For each Permission Set that is assigned to an account, AWS SSO creates an IAM role in that account. For example, if the `Developer` Permission Set is used in an account for one or more groups, AWS will create an IAM role named `AWSReservedSSO_Developer_1234567890...` in that account.



We user IAM roles in each of the infrastructure accounts to authenticate to Kubernetes (EKS) clusters, and these roles are mapped to internal k8s groups that are then used to assign different RBAC permissions.

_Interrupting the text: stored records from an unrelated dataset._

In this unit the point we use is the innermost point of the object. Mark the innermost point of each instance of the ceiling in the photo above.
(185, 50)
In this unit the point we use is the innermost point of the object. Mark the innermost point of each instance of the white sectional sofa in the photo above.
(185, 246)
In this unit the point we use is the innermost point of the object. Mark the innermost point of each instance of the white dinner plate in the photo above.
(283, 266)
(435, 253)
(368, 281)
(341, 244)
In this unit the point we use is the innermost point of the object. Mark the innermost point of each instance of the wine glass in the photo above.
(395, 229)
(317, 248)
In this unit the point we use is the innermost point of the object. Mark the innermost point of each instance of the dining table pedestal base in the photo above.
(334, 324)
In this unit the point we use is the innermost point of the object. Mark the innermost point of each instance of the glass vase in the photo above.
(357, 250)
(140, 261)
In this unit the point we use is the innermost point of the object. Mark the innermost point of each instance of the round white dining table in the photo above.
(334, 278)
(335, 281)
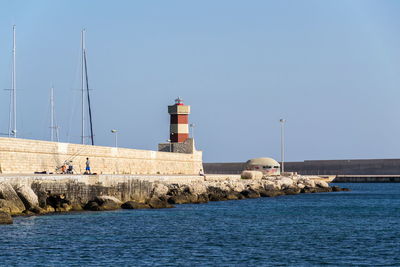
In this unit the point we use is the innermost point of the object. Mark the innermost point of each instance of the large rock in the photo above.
(5, 218)
(286, 182)
(251, 175)
(249, 193)
(28, 197)
(215, 193)
(132, 205)
(103, 203)
(159, 203)
(321, 184)
(59, 202)
(159, 190)
(9, 200)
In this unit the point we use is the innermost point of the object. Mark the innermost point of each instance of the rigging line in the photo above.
(88, 95)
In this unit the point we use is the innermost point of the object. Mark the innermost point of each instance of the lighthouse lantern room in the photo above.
(179, 128)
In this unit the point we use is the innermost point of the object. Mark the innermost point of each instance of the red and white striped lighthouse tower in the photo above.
(179, 129)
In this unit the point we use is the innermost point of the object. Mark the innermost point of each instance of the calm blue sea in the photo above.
(359, 228)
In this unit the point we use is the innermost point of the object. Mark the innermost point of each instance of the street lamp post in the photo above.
(170, 145)
(116, 136)
(282, 121)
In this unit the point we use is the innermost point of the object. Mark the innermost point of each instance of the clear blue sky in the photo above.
(331, 68)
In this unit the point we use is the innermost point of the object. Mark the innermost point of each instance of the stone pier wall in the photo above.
(29, 156)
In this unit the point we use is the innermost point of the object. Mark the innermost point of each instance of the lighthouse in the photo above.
(179, 128)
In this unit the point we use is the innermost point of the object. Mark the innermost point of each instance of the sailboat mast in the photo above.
(83, 84)
(53, 126)
(12, 127)
(52, 114)
(89, 105)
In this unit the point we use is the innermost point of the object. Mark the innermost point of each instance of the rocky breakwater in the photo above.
(40, 196)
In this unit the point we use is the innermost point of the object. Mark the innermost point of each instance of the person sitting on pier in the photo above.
(87, 166)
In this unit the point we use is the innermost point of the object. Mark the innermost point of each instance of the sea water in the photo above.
(361, 227)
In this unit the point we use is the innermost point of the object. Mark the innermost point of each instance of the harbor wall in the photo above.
(29, 156)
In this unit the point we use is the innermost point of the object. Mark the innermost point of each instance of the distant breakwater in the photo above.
(42, 194)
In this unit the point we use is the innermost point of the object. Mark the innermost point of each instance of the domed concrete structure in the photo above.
(267, 166)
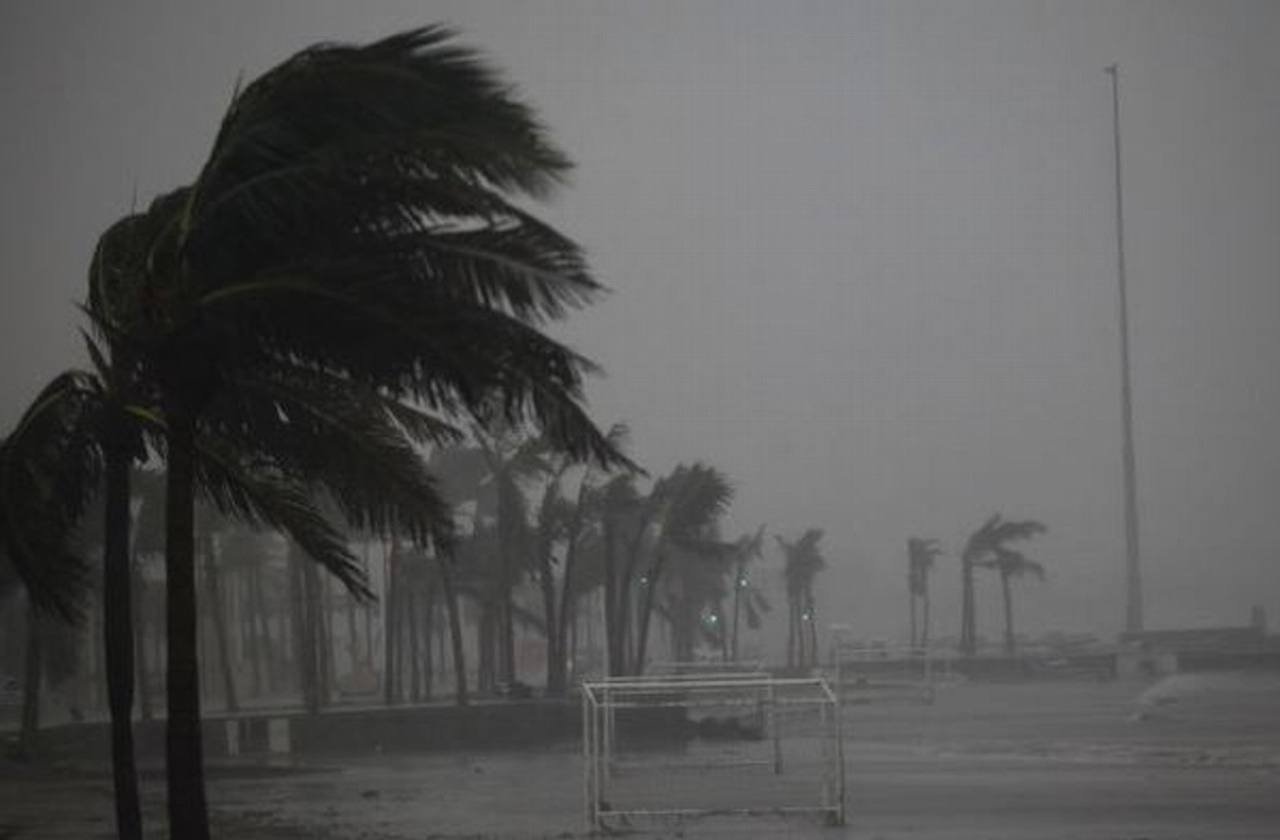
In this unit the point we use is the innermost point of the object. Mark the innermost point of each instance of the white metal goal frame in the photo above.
(876, 671)
(763, 695)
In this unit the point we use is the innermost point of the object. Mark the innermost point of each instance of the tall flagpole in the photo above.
(1133, 566)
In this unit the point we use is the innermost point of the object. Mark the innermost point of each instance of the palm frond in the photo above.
(261, 498)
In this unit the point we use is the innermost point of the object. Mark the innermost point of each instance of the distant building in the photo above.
(1200, 648)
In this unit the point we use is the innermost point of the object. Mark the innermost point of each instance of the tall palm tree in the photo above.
(982, 546)
(691, 500)
(577, 520)
(748, 597)
(353, 220)
(1013, 564)
(803, 562)
(920, 556)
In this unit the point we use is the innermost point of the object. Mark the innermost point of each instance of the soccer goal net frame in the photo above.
(871, 672)
(767, 699)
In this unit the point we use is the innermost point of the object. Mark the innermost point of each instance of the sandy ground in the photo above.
(1188, 757)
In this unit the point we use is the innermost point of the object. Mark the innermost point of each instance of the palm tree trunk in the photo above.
(791, 631)
(352, 638)
(428, 638)
(645, 612)
(451, 606)
(254, 644)
(266, 646)
(118, 579)
(612, 647)
(910, 601)
(924, 616)
(188, 813)
(32, 674)
(391, 629)
(414, 665)
(1009, 613)
(219, 616)
(968, 620)
(737, 608)
(140, 637)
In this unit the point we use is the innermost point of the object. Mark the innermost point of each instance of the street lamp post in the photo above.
(1133, 566)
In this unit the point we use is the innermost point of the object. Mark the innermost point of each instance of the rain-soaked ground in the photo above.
(1188, 757)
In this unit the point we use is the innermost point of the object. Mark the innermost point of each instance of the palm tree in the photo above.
(691, 500)
(803, 562)
(351, 224)
(746, 597)
(1013, 564)
(982, 546)
(920, 555)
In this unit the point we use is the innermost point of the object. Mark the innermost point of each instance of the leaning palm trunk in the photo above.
(140, 639)
(645, 612)
(924, 617)
(1006, 590)
(451, 605)
(216, 611)
(188, 812)
(118, 637)
(910, 601)
(968, 620)
(32, 672)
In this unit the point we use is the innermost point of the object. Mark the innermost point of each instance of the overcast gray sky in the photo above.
(862, 254)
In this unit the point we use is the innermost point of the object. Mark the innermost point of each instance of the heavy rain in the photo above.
(589, 418)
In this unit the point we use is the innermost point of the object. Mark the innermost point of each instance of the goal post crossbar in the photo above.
(769, 697)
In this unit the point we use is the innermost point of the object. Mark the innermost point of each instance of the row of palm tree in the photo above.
(346, 279)
(988, 547)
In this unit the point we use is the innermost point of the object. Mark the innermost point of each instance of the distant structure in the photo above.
(1201, 648)
(1133, 567)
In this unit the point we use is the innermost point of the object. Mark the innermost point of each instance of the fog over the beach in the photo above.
(862, 256)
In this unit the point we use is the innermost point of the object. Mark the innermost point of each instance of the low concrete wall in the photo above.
(484, 725)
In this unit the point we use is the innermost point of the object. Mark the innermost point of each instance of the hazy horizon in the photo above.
(862, 256)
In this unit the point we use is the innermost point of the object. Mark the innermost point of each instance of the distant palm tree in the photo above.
(981, 548)
(804, 561)
(922, 555)
(351, 226)
(748, 596)
(1013, 564)
(690, 502)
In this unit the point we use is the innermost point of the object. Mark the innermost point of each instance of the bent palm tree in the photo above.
(690, 500)
(920, 556)
(804, 561)
(982, 546)
(352, 224)
(1013, 564)
(746, 597)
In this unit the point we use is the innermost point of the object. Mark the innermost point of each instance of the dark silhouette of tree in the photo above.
(981, 548)
(748, 597)
(1011, 565)
(920, 557)
(803, 562)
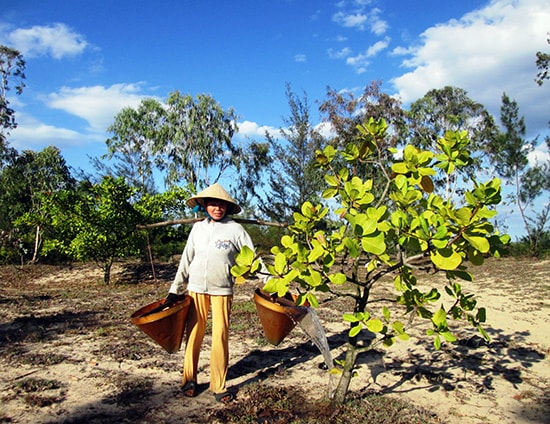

To be able to grant meaningful RBAC permissions in K8s to users, the used IAM roles must identify the group the user belongs to. This is why we made the decision to map each SSO group to a single Permission Set with the same name. This way the information of the group a user belongs to is carried over to the K8s authorization level, and the correct RBAC permissions can be assigned to each group.